In our study, patients with newly diagnosed AML who received subsequent HSCT had high HCRU and costs. Implementing maintenance therapy may ultimately lower the overall economic burden of AML. In patients with AML who achieve complete remission following induction therapy and who are not candidates for HSCT, effective, well-tolerated maintenance therapy may reduce the risk of relapse [9]. Notably, maintenance therapy has been associated with lower HCRU than placebo among patients with de novo or secondary AML in first remission who were not candidates for HSCT [37].

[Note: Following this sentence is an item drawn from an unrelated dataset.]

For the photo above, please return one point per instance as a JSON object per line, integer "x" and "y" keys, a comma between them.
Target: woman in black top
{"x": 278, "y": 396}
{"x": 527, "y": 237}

This study has several limitations, including those inherent to any observational retrospective study. First, this study relied on accurate and complete diagnosis data, procedure coding, and similar cost accounting methods between hospitals. Clinical details, such as laboratory test results, are not available for all patients in the PHD. Second, diagnosis codes were used to identify AML diagnoses. As there is no specific date associated with a diagnosis code, we used a proxy of the AML diagnosis date based on the admission or discharge date. Patients could have been treated in clinics that were not affiliated with the hospitals; therefore, the actual AML diagnosis date could have differed from what was identified in the hospitals. Third, patients could only be followed if they were treated in the same hospital; therefore, it was not possible to examine previous medical history for the patients if they had been treated in other hospitals or physicians' offices. Fourth, patients may have been lost to follow-up due to switching to a different healthcare provider. Last, the study only captured medications received during inpatient hospital admissions and did not include prescriptions filled in pharmacies.

Conclusion

In the US hospital setting, HCRU and costs for patients with newly diagnosed AML who receive intensive induction chemotherapy are substantial, and primarily driven by lengthy inpatient stays. The majority of patients received treatment at large teaching hospitals in the urban setting, demonstrating the high intensity of care needed by this patient population. Novel treatment options that reduce hospitalization rates among patients newly diagnosed with AML who have received intensive induction chemotherapy may alleviate some of the economic burden of AML.